What language is used in the poem poppies?

“spasms of paper red”-language of pain/ imagery of bloody wounds perhaps foreshadowing events or reflecting her fears. “my stomach busy making tucks, darts, pleats”- metaphor conveys uncertainty/concern through clothing-related imagery.

What is the message of Poppies poem?

“Poppies” addresses the anxieties and grief that parents face as they send their children to fight in war. It does so through an extended metaphor, comparing going to war to a more mundane kind of departure: a mother sending her child to school.

What does the dove represent in poppies poem?

The description of the dove flying away suggests that its purpose was to lead the mother to that memorial, and this suggests that the mother is reliving the memory of her son leaving because it is the last memory she will ever have with him; that he died in the war, and the inscription being traced is the name of her …

What is the meaning of poppies poem?

She often uses the language of textiles and sewing in her poetry in the form of metaphor. The title of the poem, ‘Poppies’, is simple. It reflects both the feminine voice of the poem (being named for flowers) and the fact that Armistice Day is specifically referenced in it.

What are the literary devices in poppies in July?

Literary Devices in Poppies in July . Plath makes use of several literary devices in ‘Poppies in July’. These include but are not limited to alliteration, caesura, and enjambment. The latter, enjambment, occurs when a line is cut off before its natural stopping point. Enjambment forces a reader down to the next line, and the next, quickly.
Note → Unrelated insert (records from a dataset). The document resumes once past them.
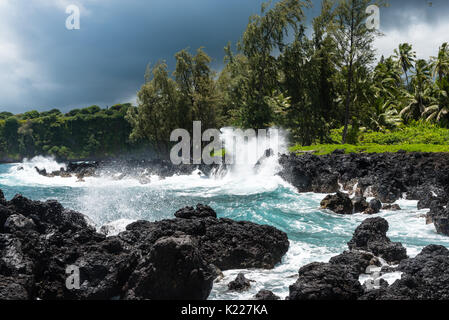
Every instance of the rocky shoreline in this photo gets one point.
(169, 259)
(181, 257)
(386, 176)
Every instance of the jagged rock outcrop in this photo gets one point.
(425, 277)
(325, 281)
(266, 295)
(371, 236)
(339, 203)
(439, 216)
(42, 243)
(386, 176)
(240, 283)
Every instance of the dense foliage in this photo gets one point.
(81, 133)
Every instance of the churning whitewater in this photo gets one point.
(245, 191)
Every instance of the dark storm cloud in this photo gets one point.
(103, 62)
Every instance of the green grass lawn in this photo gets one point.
(371, 148)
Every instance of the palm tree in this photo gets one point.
(440, 64)
(422, 96)
(405, 57)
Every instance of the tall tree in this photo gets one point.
(261, 41)
(157, 113)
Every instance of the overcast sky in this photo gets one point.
(43, 65)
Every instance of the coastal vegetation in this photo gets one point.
(318, 79)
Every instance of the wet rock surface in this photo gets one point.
(41, 243)
(425, 277)
(325, 281)
(339, 278)
(339, 203)
(120, 169)
(439, 216)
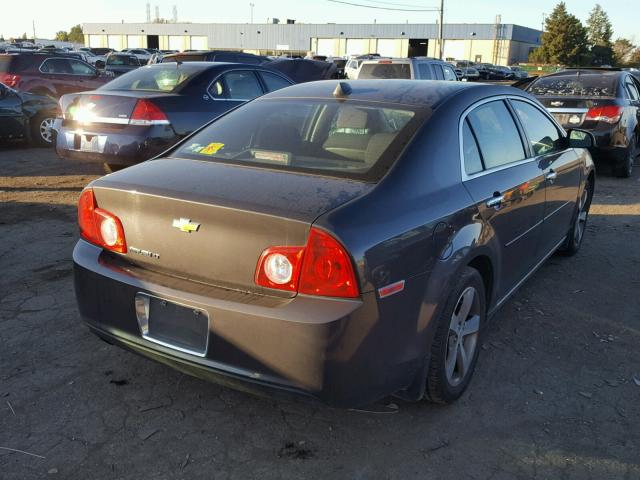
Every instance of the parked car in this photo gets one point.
(416, 68)
(142, 54)
(26, 116)
(467, 69)
(142, 113)
(519, 72)
(266, 250)
(605, 102)
(119, 63)
(51, 75)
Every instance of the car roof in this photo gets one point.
(419, 93)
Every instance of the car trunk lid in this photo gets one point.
(210, 222)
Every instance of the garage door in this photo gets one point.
(199, 43)
(326, 46)
(356, 46)
(389, 47)
(115, 42)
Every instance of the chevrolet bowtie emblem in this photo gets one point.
(185, 225)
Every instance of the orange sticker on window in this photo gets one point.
(211, 149)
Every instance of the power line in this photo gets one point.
(386, 8)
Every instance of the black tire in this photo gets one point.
(443, 387)
(41, 133)
(625, 168)
(112, 167)
(579, 225)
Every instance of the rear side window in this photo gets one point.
(498, 137)
(242, 85)
(472, 159)
(56, 66)
(328, 137)
(542, 133)
(385, 70)
(584, 84)
(274, 82)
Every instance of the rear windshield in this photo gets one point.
(154, 79)
(122, 60)
(353, 139)
(576, 85)
(385, 70)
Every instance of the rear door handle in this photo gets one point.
(495, 202)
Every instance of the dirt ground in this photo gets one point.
(554, 396)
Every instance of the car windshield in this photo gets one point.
(385, 70)
(328, 137)
(154, 79)
(576, 84)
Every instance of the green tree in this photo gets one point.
(76, 35)
(600, 31)
(564, 41)
(623, 50)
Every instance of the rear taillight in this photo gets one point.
(322, 267)
(607, 114)
(99, 226)
(9, 79)
(147, 113)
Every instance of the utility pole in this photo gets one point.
(441, 29)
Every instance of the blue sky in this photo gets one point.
(52, 16)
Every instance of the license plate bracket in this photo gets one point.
(174, 325)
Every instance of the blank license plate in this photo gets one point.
(91, 143)
(176, 326)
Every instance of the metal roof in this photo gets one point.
(298, 35)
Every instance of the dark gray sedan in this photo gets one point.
(344, 240)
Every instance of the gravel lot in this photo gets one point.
(554, 395)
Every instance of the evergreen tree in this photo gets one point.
(600, 31)
(564, 41)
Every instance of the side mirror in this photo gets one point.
(580, 138)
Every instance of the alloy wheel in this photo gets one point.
(462, 341)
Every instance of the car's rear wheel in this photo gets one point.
(578, 227)
(42, 130)
(456, 345)
(625, 168)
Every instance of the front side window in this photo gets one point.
(543, 135)
(425, 71)
(242, 85)
(353, 139)
(498, 137)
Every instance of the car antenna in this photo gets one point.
(342, 89)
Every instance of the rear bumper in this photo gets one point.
(125, 145)
(336, 350)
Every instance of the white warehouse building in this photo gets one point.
(501, 44)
What is the narrator trying to say in poppies?

For much of these stanzas of ‘Poppies’, the narrator is simply speaking to the memory of who we learn is their son (or is probably their son, since they make reference to when “you” were little, as well as the indications of physical affection that might be less common from an older sibling).

Who is the author of poppies?

Weir was born in Italy in 1963 and grew up in Italy and Manchester. She moved to Northern Ireland during ‘the Troubles’ in the 1980s and so has experienced conflict in a close and personal way. Poppies was her response to a commission for war poems by the Poet Laureate, Carol Ann Duffy.